By Brendan I. KoernerPosted Wednesday, Aug. 11, 2004, at 5:22 PM ET
Suspected serial killer Derrick Todd Lee was found guilty yesterday of second-degree murder. Eleven members of the Port Allen, La., jury voted for conviction, while a lone dissenter voted to acquit. Aren't juries in criminal trials supposed to unanimous?
Not in Louisiana or Oregon, where most felony cases require only a supermajority of 10 jurors to convict or acquit. The exceptions in Louisiana are death-penalty cases, as well as trials that use six jurors rather than 12. (The second-degree murder charge that Lee faced carries a mandatory sentence of life in prison.) In Oregon, all murder cases, regardless of the prescribed punishment, still require unanimity.
The tradition of unanimous juries dates back to 14th-century English common law and became the American standard during the colonial period. Louisiana was the first to buck the system, when it authorized supermajority verdicts in felony trials in 1928. Oregon followed suit six years later with a section in its state constitution allowing for verdicts when five-sixths of a jury in a criminal trial agrees. Legal historians believe both changes were made in response to concerns over a rising number of hung juries, which often favor the defense.

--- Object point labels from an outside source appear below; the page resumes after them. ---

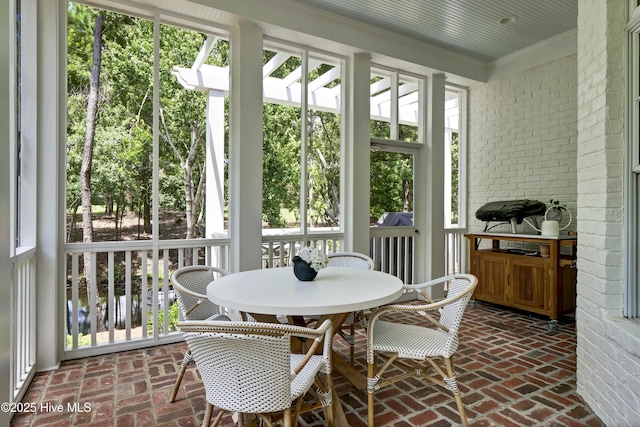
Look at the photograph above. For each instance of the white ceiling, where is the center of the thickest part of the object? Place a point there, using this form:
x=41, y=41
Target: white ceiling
x=468, y=26
x=461, y=38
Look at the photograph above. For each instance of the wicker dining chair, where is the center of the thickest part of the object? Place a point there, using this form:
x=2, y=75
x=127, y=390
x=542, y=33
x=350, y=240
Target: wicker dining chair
x=351, y=260
x=248, y=367
x=435, y=337
x=190, y=284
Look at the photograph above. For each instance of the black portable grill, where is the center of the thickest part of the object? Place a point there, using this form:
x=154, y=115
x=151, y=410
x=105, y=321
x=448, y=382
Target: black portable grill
x=511, y=211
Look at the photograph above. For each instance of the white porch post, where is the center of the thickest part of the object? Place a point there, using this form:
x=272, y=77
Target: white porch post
x=215, y=162
x=215, y=172
x=245, y=149
x=51, y=182
x=6, y=273
x=356, y=159
x=429, y=200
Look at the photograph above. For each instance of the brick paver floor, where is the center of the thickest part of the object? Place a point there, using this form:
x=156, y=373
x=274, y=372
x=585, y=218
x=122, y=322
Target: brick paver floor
x=512, y=370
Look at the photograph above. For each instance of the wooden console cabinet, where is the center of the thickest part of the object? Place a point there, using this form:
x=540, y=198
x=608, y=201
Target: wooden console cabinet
x=523, y=280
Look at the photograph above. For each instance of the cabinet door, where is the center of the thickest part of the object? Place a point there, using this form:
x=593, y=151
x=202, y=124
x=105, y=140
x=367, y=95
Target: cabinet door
x=491, y=270
x=528, y=287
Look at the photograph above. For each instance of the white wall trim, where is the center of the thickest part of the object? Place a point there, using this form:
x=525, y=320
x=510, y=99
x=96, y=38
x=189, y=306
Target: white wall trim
x=546, y=51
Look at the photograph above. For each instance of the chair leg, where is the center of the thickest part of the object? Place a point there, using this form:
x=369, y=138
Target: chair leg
x=287, y=417
x=352, y=344
x=371, y=373
x=207, y=415
x=187, y=360
x=452, y=385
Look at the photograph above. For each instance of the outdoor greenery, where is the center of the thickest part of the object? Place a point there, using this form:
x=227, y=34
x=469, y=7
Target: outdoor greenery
x=110, y=141
x=121, y=162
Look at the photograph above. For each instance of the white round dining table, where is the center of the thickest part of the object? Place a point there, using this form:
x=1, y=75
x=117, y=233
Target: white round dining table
x=277, y=291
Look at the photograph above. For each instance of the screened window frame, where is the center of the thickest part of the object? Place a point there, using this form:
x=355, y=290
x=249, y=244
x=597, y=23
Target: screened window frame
x=631, y=306
x=307, y=54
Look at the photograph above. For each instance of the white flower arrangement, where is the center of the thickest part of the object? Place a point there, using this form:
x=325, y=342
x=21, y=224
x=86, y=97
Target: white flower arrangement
x=314, y=257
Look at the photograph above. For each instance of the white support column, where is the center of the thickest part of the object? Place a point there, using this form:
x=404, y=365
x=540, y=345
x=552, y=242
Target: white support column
x=6, y=272
x=245, y=149
x=429, y=201
x=356, y=158
x=51, y=182
x=215, y=163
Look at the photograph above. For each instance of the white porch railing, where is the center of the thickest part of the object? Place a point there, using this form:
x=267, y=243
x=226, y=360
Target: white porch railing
x=454, y=252
x=128, y=297
x=392, y=250
x=23, y=329
x=130, y=290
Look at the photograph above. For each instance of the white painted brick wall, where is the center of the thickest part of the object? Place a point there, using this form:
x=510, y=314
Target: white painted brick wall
x=557, y=131
x=523, y=138
x=608, y=345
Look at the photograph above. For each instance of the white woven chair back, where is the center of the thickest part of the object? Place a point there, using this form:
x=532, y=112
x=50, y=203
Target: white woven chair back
x=244, y=373
x=351, y=260
x=451, y=314
x=194, y=280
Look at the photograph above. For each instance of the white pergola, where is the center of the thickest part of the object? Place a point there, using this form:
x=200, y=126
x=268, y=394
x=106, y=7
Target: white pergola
x=393, y=99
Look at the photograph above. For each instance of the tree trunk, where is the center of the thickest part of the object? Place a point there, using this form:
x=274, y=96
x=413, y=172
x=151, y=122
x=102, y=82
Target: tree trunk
x=87, y=158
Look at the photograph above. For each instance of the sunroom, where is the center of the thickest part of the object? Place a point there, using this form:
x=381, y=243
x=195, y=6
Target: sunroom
x=311, y=125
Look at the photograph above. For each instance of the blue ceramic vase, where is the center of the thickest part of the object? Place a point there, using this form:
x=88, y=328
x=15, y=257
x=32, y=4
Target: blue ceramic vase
x=303, y=270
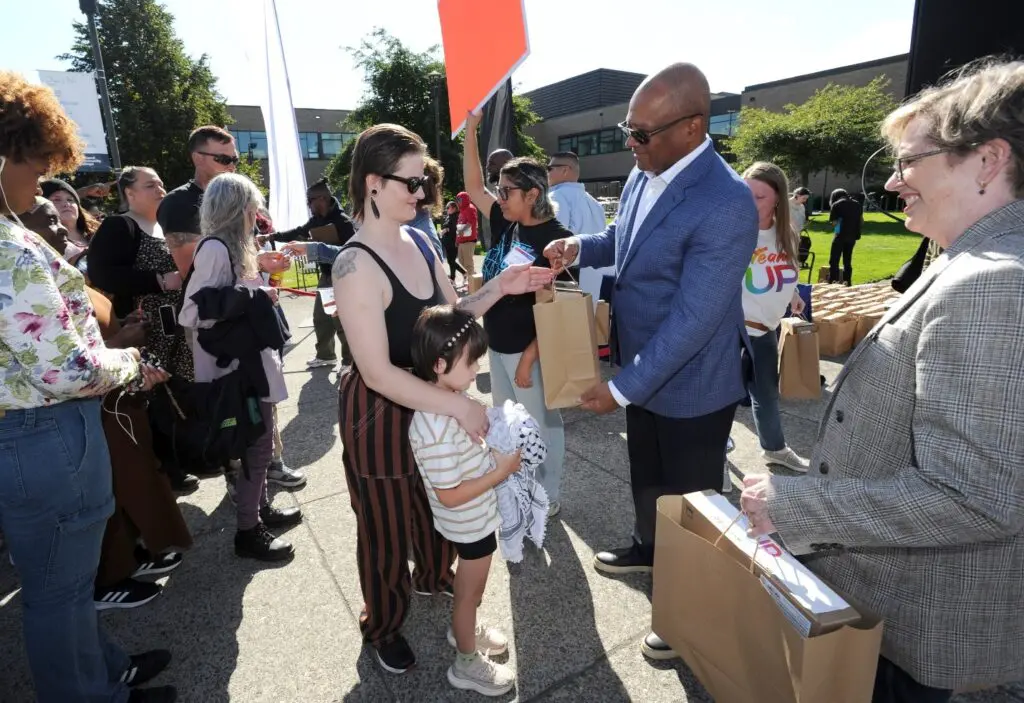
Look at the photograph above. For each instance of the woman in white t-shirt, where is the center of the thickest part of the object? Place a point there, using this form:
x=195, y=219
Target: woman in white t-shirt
x=770, y=286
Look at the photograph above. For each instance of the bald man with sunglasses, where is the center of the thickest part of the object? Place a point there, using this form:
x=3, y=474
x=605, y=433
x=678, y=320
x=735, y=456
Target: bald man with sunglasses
x=680, y=244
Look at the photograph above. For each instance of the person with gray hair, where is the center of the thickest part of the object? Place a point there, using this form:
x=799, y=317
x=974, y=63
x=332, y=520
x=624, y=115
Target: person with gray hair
x=914, y=501
x=226, y=257
x=523, y=201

Both laws were challenged in 1972, when the United States Supreme Court decided Johnson v. Louisiana and Apodaca v. Oregon on the same day. The court ruled that non-unanimous verdicts did not violate the 14th Amendment's due process clause, as the plaintiff in Johnson argued. A majority of the justices also decided that the Sixth Amendment, which guarantees the right to trial by a jury, does not also guarantee the right to a unanimous verdict, as the plaintiffs in Apodaca had contended.
Though these two decisions are widely interpreted as endorsing the constitutionality of non-unanimous verdicts in criminal trials, no other state has followed the example set by Louisiana and Oregon. (One technical exception is Oklahoma, although non-unanimous verdicts are allowed there only in misdemeanor trials in which the punishment is six months in jail or less.) There have been several failed legislative attempts to extend the practice, often after high-profile cases that ended with hung juries (as between five percent and 12 percent of all criminal trials do). And in 1999 in Oregon, voters were asked whether they'd like to allow 11-to-1 verdicts in noncapital murder cases. The Oregonians said no.